Anatomy of Crude Pain Trade

"Max pain"  or "pin"  is the strike price at which option holders would suffer maximum financial losses at expiration. A tendency to pin at expiration and how to calculate the 'pin" strike is described elsewhere. Let us consider 2-3 weeks before expiration. The current open interest describes price levels that are significant in terms of money redistribution between the option writers and the option holders. Therefore a strike with a large open interest is expected to show significant resistance. In other words, the current open interest exposes the ladder of future resistance levels.

For example, for the active WTI contract,/CLN19, on 5/29/19 14:37:31 option pin is @60.0. The figure shows other important put strikes (calls better be avoided for now because of the tension with Iran).

WTI futures options pin strikes

Based on the above information,  49.5 Put 20 days to expiration was sold.

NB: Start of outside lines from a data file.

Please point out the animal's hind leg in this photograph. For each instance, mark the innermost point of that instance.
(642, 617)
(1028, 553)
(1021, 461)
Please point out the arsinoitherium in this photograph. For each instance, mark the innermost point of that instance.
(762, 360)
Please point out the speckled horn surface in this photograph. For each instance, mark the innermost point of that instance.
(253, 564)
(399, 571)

Exec Time Spread Side Qty Pos Effect Symbol Exp Strike Type Price Net Price Order Type
5/29/2019 14:23 SINGLE SELL -1 TO OPEN /CLN19 1/1000 JUL 19 /LON19 49.5 PUT 0.12 0.12 LMT

2-3 weeks to expiration is necessary to grab enough extrinsic value while more than 3 weeks may be to early for setting the option game. In summary, pin force and theta decay are on my side. It is a paper trade for a test purpose.